Our dinners came, and there was less talking because the pasta primavera (mine) and chicken marsala (Ben’s) were intoxicating. I did take time to notice that Ben was delicate in his movements, favoring his right arm, and drank water, not wine, with the dinner.

When we came up for air, he asked me how I’d gotten the idea for Duffy Madison the fictional character. I guessed that let us out of the don’t-talk-about-Duffy pact because now it wasn’t his Duffy but my Duffy. So I left out the part about being in the shower for reasons I didn’t fully understand and said that I’d wanted someone who had access to law enforcement but wasn’t a fully qualified officer. “That was so I could cover over any mistakes I made in procedure by saying that Duffy wasn’t really a cop.”

“And why’d you put him in the prosecutor’s office?” Ben asked, wiping a little marsala sauce from the corner of his mouth.

“Before I started looking into it, I didn’t know the prosecutors’ offices had their own investigators,” I said a little sheepishly. “I thought local police departments handled every crime in their jurisdiction.”

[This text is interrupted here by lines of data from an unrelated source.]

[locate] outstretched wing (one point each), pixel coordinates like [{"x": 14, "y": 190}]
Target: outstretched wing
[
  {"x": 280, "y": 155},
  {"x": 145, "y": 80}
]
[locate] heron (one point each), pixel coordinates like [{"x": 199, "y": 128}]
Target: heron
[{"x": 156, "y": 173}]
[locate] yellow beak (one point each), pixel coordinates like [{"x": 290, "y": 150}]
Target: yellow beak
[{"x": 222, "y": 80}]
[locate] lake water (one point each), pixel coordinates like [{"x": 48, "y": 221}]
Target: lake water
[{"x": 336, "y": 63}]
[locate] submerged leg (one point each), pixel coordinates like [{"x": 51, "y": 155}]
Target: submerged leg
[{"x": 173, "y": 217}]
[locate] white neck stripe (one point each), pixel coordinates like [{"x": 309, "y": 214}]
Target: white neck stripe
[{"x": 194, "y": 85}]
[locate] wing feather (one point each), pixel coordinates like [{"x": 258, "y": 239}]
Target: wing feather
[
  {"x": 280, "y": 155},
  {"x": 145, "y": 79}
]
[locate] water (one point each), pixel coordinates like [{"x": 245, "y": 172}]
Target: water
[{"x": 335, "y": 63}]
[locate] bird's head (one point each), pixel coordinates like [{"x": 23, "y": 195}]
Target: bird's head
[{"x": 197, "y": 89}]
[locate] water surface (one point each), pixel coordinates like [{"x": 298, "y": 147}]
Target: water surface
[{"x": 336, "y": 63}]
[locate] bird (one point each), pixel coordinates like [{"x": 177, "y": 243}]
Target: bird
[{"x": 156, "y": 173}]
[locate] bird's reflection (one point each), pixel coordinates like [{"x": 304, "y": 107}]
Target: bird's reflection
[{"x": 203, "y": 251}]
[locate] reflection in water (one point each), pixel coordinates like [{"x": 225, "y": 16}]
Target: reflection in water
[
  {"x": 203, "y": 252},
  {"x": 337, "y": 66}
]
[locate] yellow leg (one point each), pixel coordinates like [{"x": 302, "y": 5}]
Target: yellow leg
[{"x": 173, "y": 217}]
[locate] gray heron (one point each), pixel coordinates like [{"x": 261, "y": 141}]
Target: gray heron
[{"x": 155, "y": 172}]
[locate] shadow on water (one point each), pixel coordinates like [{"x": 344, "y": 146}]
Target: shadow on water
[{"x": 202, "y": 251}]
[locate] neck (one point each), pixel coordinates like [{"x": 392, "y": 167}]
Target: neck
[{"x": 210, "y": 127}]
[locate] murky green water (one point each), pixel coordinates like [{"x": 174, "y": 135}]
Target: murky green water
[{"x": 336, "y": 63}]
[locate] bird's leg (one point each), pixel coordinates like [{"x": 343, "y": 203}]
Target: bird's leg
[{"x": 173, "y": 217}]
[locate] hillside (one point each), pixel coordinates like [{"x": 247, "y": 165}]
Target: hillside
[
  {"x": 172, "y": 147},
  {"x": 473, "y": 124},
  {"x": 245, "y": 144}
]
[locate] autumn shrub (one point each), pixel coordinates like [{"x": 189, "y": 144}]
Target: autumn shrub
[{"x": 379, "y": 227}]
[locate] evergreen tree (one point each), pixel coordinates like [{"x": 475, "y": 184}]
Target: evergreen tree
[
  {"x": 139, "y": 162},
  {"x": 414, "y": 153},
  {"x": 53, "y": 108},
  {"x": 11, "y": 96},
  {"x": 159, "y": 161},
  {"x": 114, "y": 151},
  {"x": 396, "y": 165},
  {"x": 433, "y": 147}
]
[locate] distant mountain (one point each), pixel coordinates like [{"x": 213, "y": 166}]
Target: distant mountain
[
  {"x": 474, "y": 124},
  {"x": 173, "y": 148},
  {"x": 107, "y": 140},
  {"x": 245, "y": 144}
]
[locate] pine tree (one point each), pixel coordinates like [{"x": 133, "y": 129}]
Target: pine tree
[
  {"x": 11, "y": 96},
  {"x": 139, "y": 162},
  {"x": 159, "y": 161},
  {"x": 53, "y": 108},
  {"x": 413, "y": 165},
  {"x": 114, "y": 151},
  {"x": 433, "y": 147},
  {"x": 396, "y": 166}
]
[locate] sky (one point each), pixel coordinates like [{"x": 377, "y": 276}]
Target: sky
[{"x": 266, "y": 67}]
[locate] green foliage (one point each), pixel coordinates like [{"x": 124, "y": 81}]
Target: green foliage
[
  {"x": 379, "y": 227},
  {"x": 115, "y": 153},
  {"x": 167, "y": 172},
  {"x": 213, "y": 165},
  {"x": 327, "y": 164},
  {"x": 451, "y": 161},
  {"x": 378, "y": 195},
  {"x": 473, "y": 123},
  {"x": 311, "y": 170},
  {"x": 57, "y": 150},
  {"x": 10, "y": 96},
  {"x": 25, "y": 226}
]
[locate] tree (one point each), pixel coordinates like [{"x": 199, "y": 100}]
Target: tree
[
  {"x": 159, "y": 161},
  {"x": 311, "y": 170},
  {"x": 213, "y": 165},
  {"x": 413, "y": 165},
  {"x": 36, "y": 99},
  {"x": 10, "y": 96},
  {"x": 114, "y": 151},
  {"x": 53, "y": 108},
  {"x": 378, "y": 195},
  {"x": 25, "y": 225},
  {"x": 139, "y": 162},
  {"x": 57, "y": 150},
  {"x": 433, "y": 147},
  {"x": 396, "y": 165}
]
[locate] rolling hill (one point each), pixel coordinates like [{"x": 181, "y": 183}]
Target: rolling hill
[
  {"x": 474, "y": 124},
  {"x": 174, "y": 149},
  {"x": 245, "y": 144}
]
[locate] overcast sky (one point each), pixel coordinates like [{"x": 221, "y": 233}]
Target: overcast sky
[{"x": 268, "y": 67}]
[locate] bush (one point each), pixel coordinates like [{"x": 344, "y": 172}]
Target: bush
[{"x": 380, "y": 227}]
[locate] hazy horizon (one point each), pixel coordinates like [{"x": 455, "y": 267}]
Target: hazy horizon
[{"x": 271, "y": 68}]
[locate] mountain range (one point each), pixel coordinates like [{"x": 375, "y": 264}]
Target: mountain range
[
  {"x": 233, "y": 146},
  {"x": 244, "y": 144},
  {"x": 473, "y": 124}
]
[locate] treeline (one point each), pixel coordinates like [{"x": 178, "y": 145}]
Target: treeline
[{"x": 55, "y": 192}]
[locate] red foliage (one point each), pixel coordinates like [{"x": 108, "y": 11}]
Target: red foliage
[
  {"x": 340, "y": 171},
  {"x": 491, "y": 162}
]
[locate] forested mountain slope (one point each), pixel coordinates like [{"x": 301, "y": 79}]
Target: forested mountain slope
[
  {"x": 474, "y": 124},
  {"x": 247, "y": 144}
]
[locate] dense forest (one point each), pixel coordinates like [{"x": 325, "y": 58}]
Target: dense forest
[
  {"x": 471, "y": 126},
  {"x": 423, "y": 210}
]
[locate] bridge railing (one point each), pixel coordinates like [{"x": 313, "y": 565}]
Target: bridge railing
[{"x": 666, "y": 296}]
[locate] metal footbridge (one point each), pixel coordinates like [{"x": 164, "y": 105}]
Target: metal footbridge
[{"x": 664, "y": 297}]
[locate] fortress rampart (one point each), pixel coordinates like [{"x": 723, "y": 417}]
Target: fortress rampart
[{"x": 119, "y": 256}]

“Everybody thinks that. In New Jersey, we don’t work that way.”

“Obviously. So when I created Duffy—and I’m insisting that I did in fact create Duffy and hadn’t ever heard of your version before I did—I started talking to some cops, who told me exactly that. They sent me to the prosecutor, and luckily, I found a source there who could tell me how things really worked. It didn’t hurt that he loves mystery novels but hates it when they get procedure wrong.”

“What’s his name?” Ben asked. And there was something just a little bit off about his tone when he asked. Suddenly, I wasn’t sure I wanted to put him onto Marty Dugan.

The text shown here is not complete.